August 6, 2015 Category: Hostile Work Environment
The recent decision by South Carolina to remove the Confederate flag from its statehouse has been very controversial. While most Americans view the flag as a symbol of bigotry, a small minority believe it is a symbol of Southern heritage and have begun defiantly displaying it or wearing clothing that depicts it in order to show their support. This is occurring in the South and around the country, including California.
Employers and employees should be aware that the U.S. Equal Employment Opportunity Commission has repeatedly stated that the display of the Confederate flag, like the swastika or nooses, may be used as evidence of unlawful harassment in the workplace. Legal experts suggest that employees not be allowed to display the Confederate flag in their work areas, on their bodies or on their vehicles while at work. Several court decisions have also backed up the EEOC’s position on this issue, holding that the flag can be used to support an employee’s claim of a hostile workplace environment.
In order to avoid such harassment claims, employers should review their company’s discrimination policy, which likely already contains language forbidding the display of offensive words, symbols or photographs.
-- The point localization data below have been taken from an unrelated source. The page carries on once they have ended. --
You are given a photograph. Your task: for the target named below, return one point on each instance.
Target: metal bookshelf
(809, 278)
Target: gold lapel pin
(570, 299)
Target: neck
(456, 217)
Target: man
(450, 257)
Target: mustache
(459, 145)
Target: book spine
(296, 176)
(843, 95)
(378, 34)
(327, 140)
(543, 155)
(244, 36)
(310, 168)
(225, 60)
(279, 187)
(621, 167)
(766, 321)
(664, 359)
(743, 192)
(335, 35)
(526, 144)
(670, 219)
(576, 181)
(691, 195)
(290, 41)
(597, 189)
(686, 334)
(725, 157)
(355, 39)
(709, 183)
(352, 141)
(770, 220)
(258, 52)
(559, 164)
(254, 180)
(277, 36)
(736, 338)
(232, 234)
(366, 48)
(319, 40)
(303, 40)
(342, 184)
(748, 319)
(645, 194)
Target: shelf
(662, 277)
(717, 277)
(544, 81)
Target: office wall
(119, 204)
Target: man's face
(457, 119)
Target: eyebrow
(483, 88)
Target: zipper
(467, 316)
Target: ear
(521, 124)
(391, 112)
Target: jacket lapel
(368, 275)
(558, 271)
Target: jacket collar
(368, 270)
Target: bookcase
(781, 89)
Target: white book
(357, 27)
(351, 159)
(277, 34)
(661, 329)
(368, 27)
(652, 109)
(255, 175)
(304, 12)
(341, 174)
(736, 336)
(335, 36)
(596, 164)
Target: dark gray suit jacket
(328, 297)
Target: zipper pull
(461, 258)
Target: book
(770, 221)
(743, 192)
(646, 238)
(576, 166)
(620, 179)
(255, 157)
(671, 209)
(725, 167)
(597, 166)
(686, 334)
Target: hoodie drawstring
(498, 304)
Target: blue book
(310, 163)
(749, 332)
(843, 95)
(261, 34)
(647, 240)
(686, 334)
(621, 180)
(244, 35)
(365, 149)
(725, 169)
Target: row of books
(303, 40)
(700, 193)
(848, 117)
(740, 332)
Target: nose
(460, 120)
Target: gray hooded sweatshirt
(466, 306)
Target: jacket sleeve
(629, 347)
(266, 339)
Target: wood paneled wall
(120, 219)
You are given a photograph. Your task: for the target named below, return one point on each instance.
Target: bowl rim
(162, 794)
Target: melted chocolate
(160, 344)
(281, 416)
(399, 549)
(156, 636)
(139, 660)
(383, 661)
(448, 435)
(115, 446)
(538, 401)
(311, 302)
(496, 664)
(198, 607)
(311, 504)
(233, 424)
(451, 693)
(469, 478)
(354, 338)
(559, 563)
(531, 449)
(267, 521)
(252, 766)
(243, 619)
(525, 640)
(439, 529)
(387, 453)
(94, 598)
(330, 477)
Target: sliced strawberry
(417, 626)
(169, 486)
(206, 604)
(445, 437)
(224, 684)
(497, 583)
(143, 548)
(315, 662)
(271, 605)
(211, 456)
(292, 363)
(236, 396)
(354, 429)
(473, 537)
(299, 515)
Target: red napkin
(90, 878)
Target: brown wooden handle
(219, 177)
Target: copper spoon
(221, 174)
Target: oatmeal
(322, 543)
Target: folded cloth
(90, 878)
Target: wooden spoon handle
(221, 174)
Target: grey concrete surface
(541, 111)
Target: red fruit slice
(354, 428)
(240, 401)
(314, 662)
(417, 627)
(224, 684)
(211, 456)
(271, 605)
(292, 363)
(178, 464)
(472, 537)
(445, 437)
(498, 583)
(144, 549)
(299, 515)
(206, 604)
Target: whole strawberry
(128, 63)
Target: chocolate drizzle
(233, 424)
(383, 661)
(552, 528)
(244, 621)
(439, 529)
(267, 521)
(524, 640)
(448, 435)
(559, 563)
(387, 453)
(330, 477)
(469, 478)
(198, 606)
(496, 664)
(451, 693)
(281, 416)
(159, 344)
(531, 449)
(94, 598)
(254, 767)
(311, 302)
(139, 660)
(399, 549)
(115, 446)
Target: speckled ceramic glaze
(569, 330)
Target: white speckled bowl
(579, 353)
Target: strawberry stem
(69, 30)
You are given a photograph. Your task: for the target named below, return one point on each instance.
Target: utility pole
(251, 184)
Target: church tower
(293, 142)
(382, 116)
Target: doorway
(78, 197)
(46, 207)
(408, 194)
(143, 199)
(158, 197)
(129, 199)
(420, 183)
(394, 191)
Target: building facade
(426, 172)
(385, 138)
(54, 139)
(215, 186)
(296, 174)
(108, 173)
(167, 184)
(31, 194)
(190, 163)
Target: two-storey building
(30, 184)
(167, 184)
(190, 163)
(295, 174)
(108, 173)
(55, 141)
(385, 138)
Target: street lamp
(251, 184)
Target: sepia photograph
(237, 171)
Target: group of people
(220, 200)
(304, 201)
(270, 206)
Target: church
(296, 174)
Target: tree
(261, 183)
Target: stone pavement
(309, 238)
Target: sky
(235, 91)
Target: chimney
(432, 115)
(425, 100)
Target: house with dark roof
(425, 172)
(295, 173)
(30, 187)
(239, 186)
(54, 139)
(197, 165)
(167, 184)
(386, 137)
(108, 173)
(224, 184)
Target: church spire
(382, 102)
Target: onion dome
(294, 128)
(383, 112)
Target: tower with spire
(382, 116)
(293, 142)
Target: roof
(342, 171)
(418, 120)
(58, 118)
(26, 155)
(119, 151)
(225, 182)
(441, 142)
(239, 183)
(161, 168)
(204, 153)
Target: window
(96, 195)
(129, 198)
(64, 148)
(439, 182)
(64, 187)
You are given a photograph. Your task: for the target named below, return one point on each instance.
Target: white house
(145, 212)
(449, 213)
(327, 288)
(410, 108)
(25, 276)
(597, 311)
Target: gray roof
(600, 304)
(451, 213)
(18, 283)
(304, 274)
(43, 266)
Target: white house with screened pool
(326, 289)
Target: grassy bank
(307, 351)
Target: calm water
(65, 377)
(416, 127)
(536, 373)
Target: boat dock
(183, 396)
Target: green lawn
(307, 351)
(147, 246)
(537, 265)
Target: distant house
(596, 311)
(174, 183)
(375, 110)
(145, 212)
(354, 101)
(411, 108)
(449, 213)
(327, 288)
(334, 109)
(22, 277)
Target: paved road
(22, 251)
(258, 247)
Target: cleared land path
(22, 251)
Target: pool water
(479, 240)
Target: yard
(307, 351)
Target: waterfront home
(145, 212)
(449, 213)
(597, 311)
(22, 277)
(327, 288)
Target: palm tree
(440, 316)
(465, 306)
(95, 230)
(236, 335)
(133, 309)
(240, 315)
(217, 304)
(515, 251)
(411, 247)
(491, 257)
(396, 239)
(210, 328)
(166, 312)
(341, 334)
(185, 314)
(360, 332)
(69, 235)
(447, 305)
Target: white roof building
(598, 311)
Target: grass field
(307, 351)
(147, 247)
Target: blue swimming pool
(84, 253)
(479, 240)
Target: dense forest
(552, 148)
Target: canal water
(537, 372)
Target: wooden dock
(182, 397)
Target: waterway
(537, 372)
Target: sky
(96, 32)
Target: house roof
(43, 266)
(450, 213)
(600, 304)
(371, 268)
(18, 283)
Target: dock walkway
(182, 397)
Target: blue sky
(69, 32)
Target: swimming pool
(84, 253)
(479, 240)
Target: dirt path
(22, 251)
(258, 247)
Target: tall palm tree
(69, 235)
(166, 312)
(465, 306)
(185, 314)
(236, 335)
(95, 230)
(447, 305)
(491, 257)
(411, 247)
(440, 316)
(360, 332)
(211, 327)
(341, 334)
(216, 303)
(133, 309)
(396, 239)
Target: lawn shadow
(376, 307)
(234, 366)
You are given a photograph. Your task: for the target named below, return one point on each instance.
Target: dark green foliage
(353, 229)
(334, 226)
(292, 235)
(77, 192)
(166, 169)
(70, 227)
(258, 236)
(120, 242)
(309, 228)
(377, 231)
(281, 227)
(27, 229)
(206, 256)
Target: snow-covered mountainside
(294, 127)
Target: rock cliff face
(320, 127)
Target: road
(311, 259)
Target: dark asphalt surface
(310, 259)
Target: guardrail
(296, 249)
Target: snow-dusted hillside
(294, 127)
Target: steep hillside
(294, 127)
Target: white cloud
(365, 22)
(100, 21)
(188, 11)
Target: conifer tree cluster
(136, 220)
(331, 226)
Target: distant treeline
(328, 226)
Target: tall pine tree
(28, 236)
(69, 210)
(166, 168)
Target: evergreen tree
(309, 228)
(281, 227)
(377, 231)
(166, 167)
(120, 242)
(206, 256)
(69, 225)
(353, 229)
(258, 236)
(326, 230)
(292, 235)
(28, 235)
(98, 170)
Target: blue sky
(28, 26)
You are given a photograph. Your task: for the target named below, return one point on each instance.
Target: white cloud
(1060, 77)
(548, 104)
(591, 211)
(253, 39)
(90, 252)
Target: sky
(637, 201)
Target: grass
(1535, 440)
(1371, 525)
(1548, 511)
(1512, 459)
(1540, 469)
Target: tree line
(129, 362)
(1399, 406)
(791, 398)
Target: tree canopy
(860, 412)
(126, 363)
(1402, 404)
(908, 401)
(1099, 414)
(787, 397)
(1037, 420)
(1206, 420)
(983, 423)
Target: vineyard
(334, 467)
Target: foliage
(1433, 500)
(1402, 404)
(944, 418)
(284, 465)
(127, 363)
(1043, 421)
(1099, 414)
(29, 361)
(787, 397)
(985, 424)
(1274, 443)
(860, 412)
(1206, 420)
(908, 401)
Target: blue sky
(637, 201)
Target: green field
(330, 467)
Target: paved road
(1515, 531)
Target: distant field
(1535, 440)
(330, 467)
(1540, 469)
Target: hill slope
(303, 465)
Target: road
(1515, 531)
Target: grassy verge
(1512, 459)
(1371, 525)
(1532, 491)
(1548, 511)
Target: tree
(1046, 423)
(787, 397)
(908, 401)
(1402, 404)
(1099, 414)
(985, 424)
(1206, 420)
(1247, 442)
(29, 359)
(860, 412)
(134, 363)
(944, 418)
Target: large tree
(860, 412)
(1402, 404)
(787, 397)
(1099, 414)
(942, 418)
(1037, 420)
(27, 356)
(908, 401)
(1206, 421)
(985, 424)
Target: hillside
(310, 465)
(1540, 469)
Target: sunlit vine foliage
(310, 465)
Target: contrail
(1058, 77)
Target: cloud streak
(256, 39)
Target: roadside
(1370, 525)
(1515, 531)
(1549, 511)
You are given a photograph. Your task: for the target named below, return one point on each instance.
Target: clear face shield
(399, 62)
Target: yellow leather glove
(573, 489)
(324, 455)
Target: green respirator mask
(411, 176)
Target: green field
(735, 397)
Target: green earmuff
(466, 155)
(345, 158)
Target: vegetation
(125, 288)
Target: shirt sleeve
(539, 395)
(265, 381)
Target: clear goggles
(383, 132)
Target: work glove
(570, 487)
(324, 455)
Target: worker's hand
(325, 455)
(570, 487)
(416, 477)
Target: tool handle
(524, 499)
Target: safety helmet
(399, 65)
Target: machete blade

If the company policy does not contain such language, employers should add it as soon as possible.
California employers wishing to update their company’s discrimination policies to ban the display of the Confederate flag may wish to consult with an attorney to make sure that proper, enforceable language is used. Meanwhile, employees who believe they have been the victim of a hostile work environment may benefit by speaking with an attorney to determine the remedies that may be available.